Galinus viene ricordato in varie battaglie e per essere stato uno dei comandanti sasanidi nel corso della battaglia di al-Qādisiyya,[2] in cui aveva il comando della retroguardia.

BiografiaModifica

Galinus Fahmī, dopo la sua sconfitta nella battaglia di Kaskar, ad opera di Abu 'Ubayd ibn Mas'ud al-Thaqafi[3] fu mandato dall'Imperatore Yazdegerd III a bloccare l'invasione arabo-musulmana con 60.000 uomini, assieme al comandante in capo di tutti gli eserciti imperiali, Rostam Farrokhzād, in quella che sarà ricordata come la battaglia di al-Qādisiyya.

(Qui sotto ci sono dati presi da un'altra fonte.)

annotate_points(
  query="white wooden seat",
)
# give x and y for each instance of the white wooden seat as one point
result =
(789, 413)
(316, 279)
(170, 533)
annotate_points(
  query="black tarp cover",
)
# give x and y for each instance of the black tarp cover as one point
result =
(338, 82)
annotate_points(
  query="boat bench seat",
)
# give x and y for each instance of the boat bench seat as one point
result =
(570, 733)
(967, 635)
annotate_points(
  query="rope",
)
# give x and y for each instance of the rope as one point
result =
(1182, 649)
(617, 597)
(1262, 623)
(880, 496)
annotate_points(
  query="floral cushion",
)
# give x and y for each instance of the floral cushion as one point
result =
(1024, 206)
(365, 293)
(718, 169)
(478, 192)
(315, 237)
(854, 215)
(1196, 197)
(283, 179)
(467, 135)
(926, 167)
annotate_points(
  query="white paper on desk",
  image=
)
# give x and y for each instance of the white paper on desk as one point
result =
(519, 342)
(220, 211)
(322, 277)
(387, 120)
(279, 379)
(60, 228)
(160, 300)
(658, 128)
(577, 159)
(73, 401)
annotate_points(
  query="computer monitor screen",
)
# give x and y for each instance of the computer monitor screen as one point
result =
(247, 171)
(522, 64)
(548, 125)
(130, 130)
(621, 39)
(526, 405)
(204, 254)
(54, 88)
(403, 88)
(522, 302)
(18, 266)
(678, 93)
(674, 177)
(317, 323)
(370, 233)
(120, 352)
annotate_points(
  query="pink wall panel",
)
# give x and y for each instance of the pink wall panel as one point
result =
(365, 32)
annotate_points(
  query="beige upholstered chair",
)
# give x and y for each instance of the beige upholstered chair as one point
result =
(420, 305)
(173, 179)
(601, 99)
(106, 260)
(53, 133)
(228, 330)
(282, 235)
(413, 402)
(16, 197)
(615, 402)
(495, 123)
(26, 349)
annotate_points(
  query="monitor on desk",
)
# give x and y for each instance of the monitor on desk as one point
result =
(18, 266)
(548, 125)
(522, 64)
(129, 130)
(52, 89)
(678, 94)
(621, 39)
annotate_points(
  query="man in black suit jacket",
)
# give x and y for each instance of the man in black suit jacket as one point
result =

Galinus comandava in quell'occasione il centro-destra dell'esercito e, dopo la morte di Rostam e il ritiro o la fuga di altri comandanti sasanidi, Galinus assunse il comando dei sopravvissuti.[4]

Cadde tuttavia ucciso in quella stessa battaglia.[5]

NoteModifica

  1. ^ Parvenah Pourshariati, Decline and Fall of the Sasanian Empire, Londra, I.B. Tauris & Co. Ltd., 2011, p. 225.
  2. ^ Clifford Edmund Bosworth, Encyclopedia Iranica, New York, 2007.
  3. ^ Parvaneh Pourshariati, 216.
  4. ^ Philip Khūri Ḥitti, The origins of the Islamic state (trad. del Futūḥ al-buldān di al-Balādhurī).
  5. ^ Parvaneh Pourshariati, p. 157.